Bethel School District vs. Fraser is a 1986 decision in which the Supreme Court upheld the punishment of a high school student who delivered a sexually suggestive nominating speech for a buddy running for class office. ("I know a man who is firm - he's firm in his pants, he's firm in his shirt, his character is firm.")
The Bethel decision was viewed by many lawyers-though not by Justice Brennan - as being inconsistent with the Tinker case. But Judge Alito focuses on the fact that the student's nominating speech in that case was vulgar. "Nonvulgar" student speech, even about another child's religion or presumed sexual orientation, does enjoy First Amendment protection. A button reading "Gays Are Godless!" would pass the vulgarity test, though probably not one that said "God Hates Fags!"

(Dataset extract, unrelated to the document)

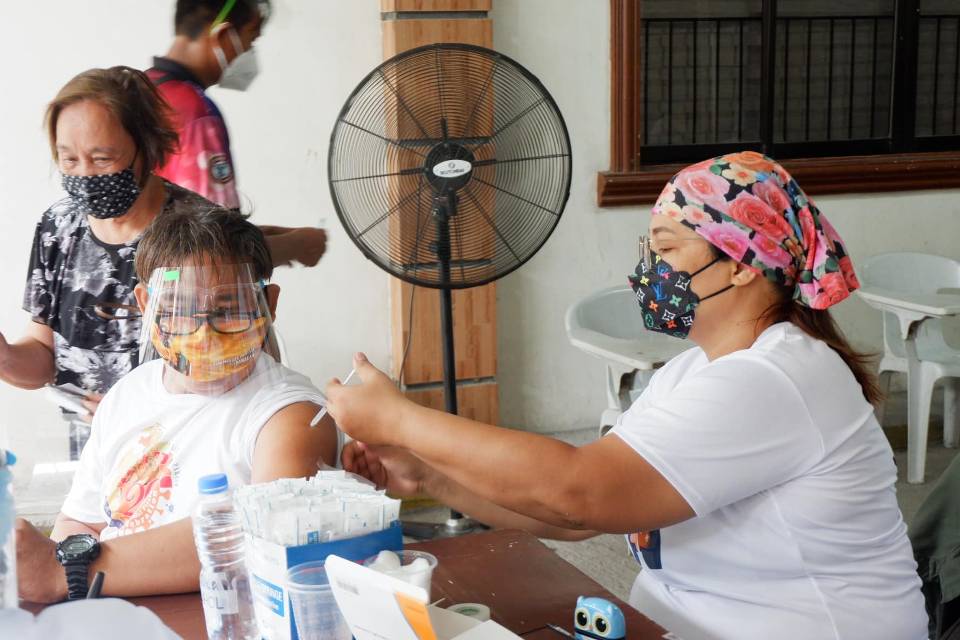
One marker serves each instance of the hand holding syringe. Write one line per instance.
(317, 418)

What the 3rd Circuit's decision doesn't address - understandably, since the State College policy covered kindergarten through high school - is the difference between young children and adolescents. If the object is to protect the exchange of ideas, not mere taunting and teasing, the First Amendment argument is more compelling in relation to adolescents than in relation to grade-schoolers.
When Johnny and Adam reach high school, their differences about the morality of homosexuality or the role of the religious right could be fodder for some cerebral and maybe even civil conversations, and not just in civics class. That doesn't mean that their words to one another won't wound. As Henry Louis Gates Jr. pointed out in an influential 1993 essay on "hate speech," a black college student who's struggling in his studies is likely to be less traumatized by a crude racial epithet than he is by this well-meaning assurance: "It isn't your fault. It's simply that you're the beneficiary of a disruptive policy of affirmative action that places underqualified, underprepared and often undertalented black students in demanding educational environments like this one."
Still, common-sense psychology suggests that the sensitivities of young children should be treated more tenderly than those of adolescents.
Which brings us back to the fourth-grade lunch line. Even if the Supreme Court were to endorse Judge Alito's reasoning in the State College case, a lot of teachers would tell both Johnny and Adam to remove their buttons - or themselves - before philosophical push came to physical shove. And, if pressed later by lawyers, they would invent a fear of "substantial disorder."
Supreme Court Justice Oliver Wendell Holmes, who is revered by First Amendment enthusiasts for his pro-free speech views (he once wrote that "every idea is an incitement"), said that "the life of the law has not been logic; it has been experience."
In the experience of most of us, the majority of children are more like Dennis the Menace than Doogie Howser (or Jerry Falwell). And those children will always shed at least a few layers of "rights" at the schoolhouse gate.